A genialidade não percebida



Ele tinha dez anos. Chamava-se Joseph Brodsky e frequentava a escola na pacata cidade de Polyany, na Rússia. Ele a achava sufocante, enfadonha.
O que nos recorda o personagem criado por Maurice Druon, Tistu. Ele aprendera as primeiras letras, as somas, subtrações e divisões com sua mãe. Quando o mandaram para a escola, o resultado foi lamentável.
Quando começava o lento desfile das letras que caminham a passo pelo quadro-negro, quando começava a se desenrolar a monótona corrente dos três vezes três, cinco vezes cinco, sete vezes sete, ele caía no mais profundo sono.

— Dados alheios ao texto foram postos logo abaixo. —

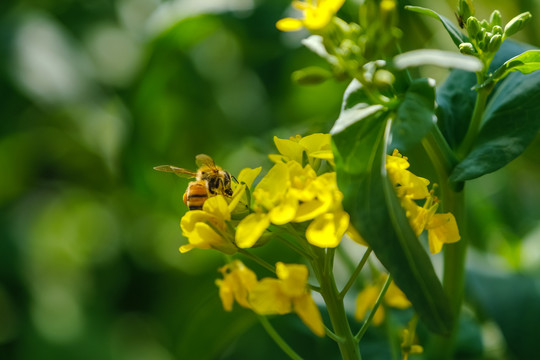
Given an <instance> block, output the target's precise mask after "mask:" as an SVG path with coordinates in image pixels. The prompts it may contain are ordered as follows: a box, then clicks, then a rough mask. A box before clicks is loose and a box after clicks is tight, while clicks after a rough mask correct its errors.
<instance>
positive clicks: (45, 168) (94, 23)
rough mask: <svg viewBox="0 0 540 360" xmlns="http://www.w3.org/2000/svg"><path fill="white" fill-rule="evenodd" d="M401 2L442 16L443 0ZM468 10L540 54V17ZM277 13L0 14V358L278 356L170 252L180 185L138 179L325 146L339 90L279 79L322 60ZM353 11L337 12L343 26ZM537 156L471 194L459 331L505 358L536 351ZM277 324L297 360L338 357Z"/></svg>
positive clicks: (215, 255) (73, 4) (111, 6)
mask: <svg viewBox="0 0 540 360" xmlns="http://www.w3.org/2000/svg"><path fill="white" fill-rule="evenodd" d="M409 3H411V4H413V5H420V6H429V7H432V8H434V9H436V10H437V11H439V12H441V13H442V14H444V15H446V16H447V17H449V18H452V17H453V13H452V12H453V9H454V7H455V2H454V1H440V2H439V1H414V2H413V1H411V2H409ZM404 4H405V3H403V2H402V3H400V7H402V5H404ZM475 4H476V5H477V13H478V14H479V15H480V16H481V17H489V14H490V12H491V9H493V8H499V9H500V10H501V12H502V14H503V20H504V21H508V20H509V19H510V18H511V17H513V16H514V15H517V14H518V13H519V12H521V11H525V10H529V11H531V12H532V14H533V16H534V18H533V21H532V22H531V25H530V26H528V28H527V30H526V31H524V33H522V34H520V35H521V37H520V38H518V39H519V40H521V41H526V42H529V43H531V44H533V45H536V46H539V45H540V22H539V21H540V2H538V1H533V0H528V1H527V0H522V1H514V2H508V1H487V0H486V1H476V2H475ZM488 6H489V7H488ZM289 12H290V8H289V1H287V0H279V1H277V0H258V1H257V0H204V1H203V0H175V1H159V0H116V1H114V0H113V1H106V0H93V1H80V0H79V1H77V0H41V1H37V0H19V1H15V2H13V1H11V2H10V1H2V2H1V4H0V51H1V55H2V56H1V57H0V95H1V96H0V116H1V122H0V169H2V173H3V174H2V175H1V176H0V359H36V360H40V359H136V360H138V359H140V360H143V359H153V360H169V359H196V360H198V359H219V358H231V359H243V358H246V359H247V358H255V357H256V358H263V356H267V357H268V358H272V359H275V358H283V354H282V353H281V352H280V350H279V349H278V348H277V347H276V346H275V345H274V344H273V343H272V342H271V341H270V340H269V339H268V338H267V336H266V335H265V334H264V332H263V330H262V328H261V327H260V325H258V323H257V319H256V318H255V317H254V316H253V315H252V314H251V313H250V312H249V311H246V310H243V309H236V310H235V311H233V312H232V313H226V312H224V311H223V310H222V308H221V304H220V302H219V298H218V293H217V288H216V286H215V285H214V279H215V278H216V277H218V273H217V271H216V269H217V268H218V267H219V266H221V265H222V264H223V258H222V256H221V255H220V254H218V253H216V252H213V251H197V250H195V251H192V252H190V253H188V254H183V255H181V254H180V253H179V252H178V247H179V246H180V245H181V244H183V243H184V242H185V241H186V240H185V239H183V238H182V236H181V231H180V228H179V221H180V218H181V216H182V214H183V213H184V212H185V211H186V208H185V206H184V205H183V203H182V194H183V192H184V190H185V188H186V185H187V180H182V179H179V178H177V177H175V176H173V175H170V174H164V173H158V172H156V171H153V170H152V167H153V166H155V165H161V164H173V165H177V166H181V167H186V168H192V169H195V164H194V157H195V155H196V154H199V153H207V154H209V155H211V156H212V157H213V158H214V159H215V160H216V162H217V163H218V164H220V165H221V166H223V167H224V168H226V169H228V170H229V171H231V172H232V173H233V174H237V173H238V171H239V170H240V169H242V168H244V167H256V166H263V167H264V168H265V169H266V170H267V169H268V168H269V167H270V162H269V161H268V159H267V157H266V154H268V153H272V152H275V150H274V148H273V142H272V138H273V136H274V135H277V136H279V137H289V136H291V135H295V134H309V133H312V132H319V131H328V129H329V128H330V127H331V124H332V122H333V120H335V119H336V117H337V114H338V112H339V107H340V103H341V97H342V94H343V91H344V89H345V87H346V85H347V84H346V83H339V82H336V81H328V82H327V83H325V84H323V85H319V86H314V87H300V86H298V85H295V84H293V83H292V82H291V81H290V74H291V73H292V72H293V71H294V70H298V69H300V68H302V67H304V66H308V65H322V66H325V65H324V64H323V63H322V61H321V60H319V59H318V58H317V57H316V56H315V55H313V54H311V53H309V52H308V51H307V50H306V49H304V48H302V47H301V46H300V40H301V39H302V38H303V37H304V36H305V33H290V34H284V33H280V32H278V31H277V30H276V28H275V26H274V24H275V22H276V21H277V20H278V19H280V18H281V17H283V16H285V15H288V14H289ZM355 12H356V4H355V3H354V2H351V1H348V2H347V4H346V5H345V7H344V8H343V10H342V12H341V14H342V15H343V16H344V17H345V18H349V19H354V17H355ZM400 25H401V27H402V29H403V30H404V34H405V36H404V38H403V41H402V46H403V48H404V49H405V50H408V49H415V48H422V47H432V48H442V49H448V50H453V49H452V48H453V44H452V42H451V41H450V38H449V37H448V36H447V35H446V34H445V33H444V31H443V30H442V29H441V27H440V26H438V24H437V23H435V22H434V21H433V20H432V19H428V18H423V17H421V16H419V15H415V14H407V13H403V14H402V17H401V23H400ZM423 73H424V75H429V76H432V77H435V78H436V79H437V80H438V81H443V80H444V76H445V75H446V73H445V72H443V71H441V70H439V69H435V68H427V69H423ZM539 151H540V140H539V139H538V138H537V139H536V140H535V142H534V143H533V144H532V145H531V146H530V147H529V149H528V150H527V152H526V153H525V154H524V155H523V156H522V157H520V158H519V159H517V160H515V161H514V162H512V163H511V164H510V165H509V166H508V167H507V168H505V169H503V170H500V171H498V172H496V173H494V174H491V175H488V176H486V177H484V178H482V179H479V180H476V181H473V182H472V183H471V185H470V186H469V189H468V190H469V197H468V209H469V217H468V218H469V224H468V227H469V231H470V233H471V240H472V243H473V244H474V250H472V251H471V253H470V262H471V265H470V268H471V271H470V274H469V279H470V281H469V289H470V291H469V292H468V294H469V298H470V304H472V305H471V308H476V309H478V310H479V312H478V314H480V315H478V316H475V324H476V325H475V326H476V328H478V329H479V331H480V332H481V334H482V336H484V338H485V339H487V340H485V341H484V345H485V343H486V341H487V342H488V343H489V341H492V342H493V341H495V342H496V344H495V345H497V346H499V347H502V348H503V350H502V352H501V351H499V352H498V353H502V354H504V356H508V357H510V358H527V356H528V355H530V354H534V352H531V351H537V350H538V346H539V345H538V344H535V343H536V342H537V341H536V340H537V339H535V337H536V338H537V337H538V336H537V334H538V332H536V333H535V332H534V331H535V330H534V329H536V327H535V325H536V324H537V323H538V321H540V308H539V307H540V300H539V299H540V295H539V294H540V285H539V281H538V279H539V278H540V276H539V274H540V224H539V222H540V221H539V220H540V205H539V204H540V189H539V186H538V184H540V161H539V160H538V155H537V154H538V152H539ZM419 166H420V165H419ZM269 251H278V250H275V249H274V250H272V249H271V250H269ZM518 288H519V289H520V291H521V292H520V291H517V290H516V289H518ZM507 289H514V290H515V291H514V292H508V291H507ZM495 297H496V299H495ZM494 299H495V300H497V301H498V302H497V301H495V300H494ZM537 300H538V301H537ZM523 313H528V314H529V315H527V316H528V317H527V319H525V320H519V319H520V317H521V316H522V315H523ZM531 314H532V315H531ZM497 316H498V317H499V318H497ZM280 321H281V320H280V319H276V323H277V325H278V326H279V322H280ZM291 321H293V324H294V326H297V327H298V328H297V329H296V328H295V329H296V330H298V331H297V332H290V339H295V340H294V341H292V342H293V343H294V346H295V347H296V348H297V349H298V351H299V353H300V354H303V355H304V356H306V357H307V358H323V354H324V351H322V350H320V349H321V348H324V347H328V348H330V349H331V350H329V351H330V353H332V352H334V351H335V353H336V354H337V351H336V350H337V349H336V348H334V347H333V346H334V345H333V344H327V342H322V343H321V344H317V343H316V342H315V341H316V340H314V339H313V338H312V337H311V335H309V334H308V333H305V331H304V329H303V328H302V325H301V324H298V323H295V322H294V319H293V320H291ZM296 330H295V331H296ZM531 332H532V333H531ZM299 333H301V335H299ZM486 334H487V335H486ZM512 336H513V337H512ZM494 339H495V340H494ZM367 341H368V342H369V341H370V340H369V338H368V339H367ZM383 345H384V344H383ZM378 346H382V345H380V344H379V343H377V342H376V341H374V342H372V343H370V344H368V345H367V346H366V348H369V349H375V350H374V352H375V353H377V349H379V348H378ZM497 346H493V348H497ZM485 347H486V348H487V346H485ZM488 350H489V349H488ZM366 351H367V350H366ZM475 351H476V354H477V355H478V354H479V352H478V351H479V350H478V349H476V350H475ZM486 351H487V350H485V349H484V353H485V352H486ZM538 351H540V350H538ZM538 351H537V352H536V354H538ZM473 352H474V351H473ZM324 356H326V355H324ZM336 356H337V355H336ZM479 356H480V355H479ZM481 356H484V355H481ZM326 358H336V357H326ZM373 358H375V357H373Z"/></svg>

Tistu colecionou muitos zeros, recebeu reprimendas de toda ordem. Nada pareceu adiantar.
Desistindo daquele aluno, o professor enviou uma carta ao pai: O seu filho não é como todo mundo, não é possível conservá-lo na escola.
Para Joseph, o relatório escolar foi mais contundente. Foi qualificado como teimoso, preguiçoso e mal-educado. Não fazia os deveres de casa ou os fazia de qualquer jeito.
Seus cadernos foram considerados uma bagunça de rabiscos.
Brodsky não era o aluno preferido de ninguém. Pulou de instituição em instituição, repetiu séries. No oitavo ano, decidiu abandonar a escola.
Sem diploma, sem futuro promissor, sem reconhecimento, Brodsky sobreviveu em trabalhos aleatórios. No entanto, em silêncio, ele escrevia.
Escrevia como quem respira, como quem se ancora ao mundo.
Após entrar em conflito com as autoridades soviéticas e ser exilado em 1972, estabeleceu-se nos Estados Unidos, onde se tornou um poeta laureado americano e lecionou em universidades de prestígio.
Seus livros de ensaios e as coleções de poesia abordam temas como a vida, a morte e a liberdade individual, combinando uma linguagem lírica com ideias eruditas.
Em 1987, aquele menino de cadernos rabiscados, considerado preguiçoso e sem valor, assombrou o mundo, recebendo o Prêmio Nobel de Literatura.
Não se tratava apenas de um reconhecimento individual, mas de uma lição universal.
O talento, muitas vezes, floresce em terrenos improváveis, desafiando a lógica das instituições.
A grande literatura não é produto de programas ou sistemas, mas da solidão humana que se recusa a calar, declarou ele mesmo, em seu discurso em Estocolmo.
Sua história nos lembra de que há criaturas que não se ajustam aos padrões vigentes porque carregam dentro de si algo muito próprio, que transcende o que consideramos normal, desejável e apreciado.
Joseph Brodsky prova que o brilho não se mede em boletins, que o talento não se curva às regras, e que alguns espíritos não foram feitos para seguir caminhos traçados. Mas para reescrevê-los, mostrando-nos algo diferente do nosso comum.
Quantos seres semelhantes já tivemos em nosso mundo? Quando aprenderemos a ser mais atentos, menos preconceituosos, mais maleáveis ao novo, ao inusitado?
Olhos de ver, ouvidos de ouvir, coração de sentir.
Ainda e sempre valiosas recomendações para não desconsiderarmos criaturas de valor, que transitam ao nosso lado, em nosso tempo.